There's one Pixies song that I absolutely adore and I've always wanted to see it featured in a coming-of-age movie set in the 90's. I also spent a lot of my childhood playing Street Fighter II with my brother. Then came Jonah Hill's "Mid90s" which featured both of those things. Coming-of-age stories are my shit and I can't express how stoked I was to watch an amalgamation of all these things. This is gonna be a very biased and unpolished reaction to the movie. The film isn't that long but is very dense and I wasn't able to catch most of the dialogue so I think I need to revisit the film to formulate a fuller opinion of it. But here's what I can come up with:
The story follows a 13 year old boy played by Sunny Suljic (Killing of a Sacred Deer, and God of War 2018). He lives with a single mother (Katherine Waterston) and an abusive older brother (Lucas Hedges). His life sucks and so he befriends a group of local skater kids and things get pretty intense. One of the many great things this film does is make one moment hilarious and the next moment feel dramatic without causing a viewer to feel emotional whiplash, at least for me anyway. The sound design and editing feels primal at times and captures the matter-of-fact grungy aesthetic extremely well. Characters are flawed and often highly problematic but the film never judges any of them and I think there's something very beautiful about that.
Its soundtrack is excellent and matches the rhythm of the editing. There's one scene at a house party that I specifically was fawning over that I can watch over and over again. The score itself is by Trent Reznor and Atticus Ross and it sounds exactly like what you'd expect it to sound like from a typical Reznor/Ross collaborative effort, you know, moody synths and piano stuff -It's an interesting contrast to the old school hip-hop, skater punk, and grunge but it personally didn't work for me and it just sounded super boring. That's a bummer because I love their work on David Fincher movies and Before the Flood.
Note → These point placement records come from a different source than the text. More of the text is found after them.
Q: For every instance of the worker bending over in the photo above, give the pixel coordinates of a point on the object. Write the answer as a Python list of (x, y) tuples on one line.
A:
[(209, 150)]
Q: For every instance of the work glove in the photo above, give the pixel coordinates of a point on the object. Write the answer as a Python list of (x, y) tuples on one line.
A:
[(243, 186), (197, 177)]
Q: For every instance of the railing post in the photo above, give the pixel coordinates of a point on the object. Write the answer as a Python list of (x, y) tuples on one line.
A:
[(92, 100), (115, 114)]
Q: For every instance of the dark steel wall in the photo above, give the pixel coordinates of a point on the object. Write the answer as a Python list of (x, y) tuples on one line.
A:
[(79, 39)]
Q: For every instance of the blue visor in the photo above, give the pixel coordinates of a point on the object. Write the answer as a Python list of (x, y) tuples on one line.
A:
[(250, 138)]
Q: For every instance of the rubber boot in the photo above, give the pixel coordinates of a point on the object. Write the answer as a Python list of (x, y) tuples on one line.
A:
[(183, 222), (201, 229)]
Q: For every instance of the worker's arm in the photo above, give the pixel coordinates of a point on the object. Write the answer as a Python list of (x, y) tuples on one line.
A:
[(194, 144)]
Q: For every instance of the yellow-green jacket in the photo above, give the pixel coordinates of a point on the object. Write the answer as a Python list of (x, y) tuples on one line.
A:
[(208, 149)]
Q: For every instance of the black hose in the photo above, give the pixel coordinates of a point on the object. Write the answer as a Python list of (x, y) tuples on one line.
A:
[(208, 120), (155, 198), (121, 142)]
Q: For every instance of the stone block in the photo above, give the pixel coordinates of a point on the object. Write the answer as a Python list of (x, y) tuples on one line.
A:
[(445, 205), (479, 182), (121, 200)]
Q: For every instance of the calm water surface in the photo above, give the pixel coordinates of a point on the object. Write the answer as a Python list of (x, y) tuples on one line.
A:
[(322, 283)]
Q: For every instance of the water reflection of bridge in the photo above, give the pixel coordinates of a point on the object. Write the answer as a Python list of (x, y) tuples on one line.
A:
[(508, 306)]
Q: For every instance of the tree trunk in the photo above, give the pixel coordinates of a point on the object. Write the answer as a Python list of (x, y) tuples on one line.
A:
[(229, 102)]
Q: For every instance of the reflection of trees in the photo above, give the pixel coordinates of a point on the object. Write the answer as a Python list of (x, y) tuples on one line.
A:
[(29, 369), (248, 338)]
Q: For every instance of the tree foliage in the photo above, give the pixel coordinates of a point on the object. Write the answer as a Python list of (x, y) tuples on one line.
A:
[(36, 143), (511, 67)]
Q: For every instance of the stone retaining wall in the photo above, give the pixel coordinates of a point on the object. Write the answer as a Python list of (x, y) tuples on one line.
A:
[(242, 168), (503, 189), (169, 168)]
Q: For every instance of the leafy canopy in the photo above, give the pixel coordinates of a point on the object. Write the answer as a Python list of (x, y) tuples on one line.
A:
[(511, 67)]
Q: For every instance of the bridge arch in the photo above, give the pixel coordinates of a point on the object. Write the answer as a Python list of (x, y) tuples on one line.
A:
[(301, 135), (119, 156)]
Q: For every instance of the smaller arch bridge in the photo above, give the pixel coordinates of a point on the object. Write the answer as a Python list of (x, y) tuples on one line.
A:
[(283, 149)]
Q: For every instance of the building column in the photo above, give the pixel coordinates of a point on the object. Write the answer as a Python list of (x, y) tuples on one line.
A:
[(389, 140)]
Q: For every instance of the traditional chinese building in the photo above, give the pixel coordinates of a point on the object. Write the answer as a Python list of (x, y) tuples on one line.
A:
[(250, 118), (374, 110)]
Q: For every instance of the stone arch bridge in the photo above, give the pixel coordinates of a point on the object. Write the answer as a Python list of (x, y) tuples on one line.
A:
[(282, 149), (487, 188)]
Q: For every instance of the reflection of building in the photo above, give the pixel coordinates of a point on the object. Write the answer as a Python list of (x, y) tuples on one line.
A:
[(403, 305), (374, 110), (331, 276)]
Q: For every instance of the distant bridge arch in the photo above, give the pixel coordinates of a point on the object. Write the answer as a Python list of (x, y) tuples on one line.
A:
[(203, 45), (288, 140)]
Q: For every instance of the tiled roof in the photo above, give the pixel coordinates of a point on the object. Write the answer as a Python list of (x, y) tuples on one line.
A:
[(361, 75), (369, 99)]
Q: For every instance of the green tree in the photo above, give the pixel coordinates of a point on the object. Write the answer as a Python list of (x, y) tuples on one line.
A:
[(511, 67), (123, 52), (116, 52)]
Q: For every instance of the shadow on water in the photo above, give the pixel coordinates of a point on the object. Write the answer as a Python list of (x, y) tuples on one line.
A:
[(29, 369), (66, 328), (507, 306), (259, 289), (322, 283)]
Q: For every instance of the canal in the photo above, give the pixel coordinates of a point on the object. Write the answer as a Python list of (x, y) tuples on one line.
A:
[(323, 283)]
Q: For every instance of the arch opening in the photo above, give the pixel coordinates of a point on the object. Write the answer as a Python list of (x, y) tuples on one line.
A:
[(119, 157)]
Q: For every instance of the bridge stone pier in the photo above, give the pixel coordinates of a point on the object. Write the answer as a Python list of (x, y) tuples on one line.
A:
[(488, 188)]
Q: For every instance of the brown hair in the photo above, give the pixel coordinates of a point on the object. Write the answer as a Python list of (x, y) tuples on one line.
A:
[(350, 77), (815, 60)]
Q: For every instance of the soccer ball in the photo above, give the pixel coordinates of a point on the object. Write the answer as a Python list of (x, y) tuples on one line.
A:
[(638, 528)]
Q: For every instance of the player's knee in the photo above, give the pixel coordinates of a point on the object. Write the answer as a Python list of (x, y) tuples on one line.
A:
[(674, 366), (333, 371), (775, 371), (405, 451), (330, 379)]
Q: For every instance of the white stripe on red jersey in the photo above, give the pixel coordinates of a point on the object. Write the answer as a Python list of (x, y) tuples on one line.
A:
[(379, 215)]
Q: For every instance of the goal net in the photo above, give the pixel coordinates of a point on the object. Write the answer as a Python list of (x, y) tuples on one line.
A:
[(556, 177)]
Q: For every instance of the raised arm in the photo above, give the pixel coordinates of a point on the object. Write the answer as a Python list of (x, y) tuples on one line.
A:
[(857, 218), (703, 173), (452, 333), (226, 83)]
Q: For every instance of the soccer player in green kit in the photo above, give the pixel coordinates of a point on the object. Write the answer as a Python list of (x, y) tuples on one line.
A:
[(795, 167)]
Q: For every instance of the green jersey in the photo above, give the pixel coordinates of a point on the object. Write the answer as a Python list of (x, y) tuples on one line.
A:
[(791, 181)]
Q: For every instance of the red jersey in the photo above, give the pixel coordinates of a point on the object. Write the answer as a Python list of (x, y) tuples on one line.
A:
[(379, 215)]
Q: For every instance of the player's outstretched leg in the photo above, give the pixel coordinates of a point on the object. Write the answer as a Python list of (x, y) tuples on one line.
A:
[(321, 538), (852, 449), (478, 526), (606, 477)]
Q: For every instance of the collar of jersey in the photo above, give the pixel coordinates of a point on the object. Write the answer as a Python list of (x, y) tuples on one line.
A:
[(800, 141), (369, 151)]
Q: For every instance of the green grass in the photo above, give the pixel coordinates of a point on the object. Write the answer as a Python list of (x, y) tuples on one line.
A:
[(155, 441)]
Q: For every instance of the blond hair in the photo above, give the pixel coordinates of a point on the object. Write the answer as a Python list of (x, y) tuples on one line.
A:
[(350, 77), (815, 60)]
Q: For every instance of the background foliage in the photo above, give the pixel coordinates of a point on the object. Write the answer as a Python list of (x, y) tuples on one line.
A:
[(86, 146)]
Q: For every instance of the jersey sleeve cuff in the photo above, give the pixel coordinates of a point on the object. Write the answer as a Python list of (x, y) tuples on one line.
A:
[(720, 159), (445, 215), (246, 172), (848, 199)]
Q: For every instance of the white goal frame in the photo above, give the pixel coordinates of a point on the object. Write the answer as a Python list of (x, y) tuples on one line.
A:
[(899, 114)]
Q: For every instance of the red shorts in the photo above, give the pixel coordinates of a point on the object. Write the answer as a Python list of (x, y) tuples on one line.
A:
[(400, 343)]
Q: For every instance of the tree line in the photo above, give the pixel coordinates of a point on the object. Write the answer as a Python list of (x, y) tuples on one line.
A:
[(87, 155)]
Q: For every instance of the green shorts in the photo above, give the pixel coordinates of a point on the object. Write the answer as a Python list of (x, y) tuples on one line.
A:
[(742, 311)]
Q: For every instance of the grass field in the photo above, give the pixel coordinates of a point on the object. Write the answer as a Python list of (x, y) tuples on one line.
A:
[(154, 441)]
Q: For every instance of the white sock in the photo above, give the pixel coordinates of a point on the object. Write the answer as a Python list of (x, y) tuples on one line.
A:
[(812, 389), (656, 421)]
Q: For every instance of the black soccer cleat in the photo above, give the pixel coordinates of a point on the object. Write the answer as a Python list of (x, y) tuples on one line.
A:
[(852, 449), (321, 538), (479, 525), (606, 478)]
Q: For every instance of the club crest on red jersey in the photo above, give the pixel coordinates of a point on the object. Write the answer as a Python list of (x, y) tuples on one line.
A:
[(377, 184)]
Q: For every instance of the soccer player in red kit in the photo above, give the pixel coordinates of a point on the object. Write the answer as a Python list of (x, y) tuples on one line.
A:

I also have a bone to pick with a decision that the characters made towards the end of the film that barely made sense but just seemed to have been done to make a certain thing happen in the plot. It felt cheap and it felt like an illogical decision to be made in an otherwise intelligent movie. And then there was the ending (which I won't spoil) but I think it worked for the most part but I would've personally preferred it to have addressed some of the lingering tension between its main group of characters. Oh well.
Mid90s is an honest look at life as a kid in the 90s. It looks gorgeous and feels like a successor to the Linklater films of old. I very much look forward to what Jonah Hill will do after this.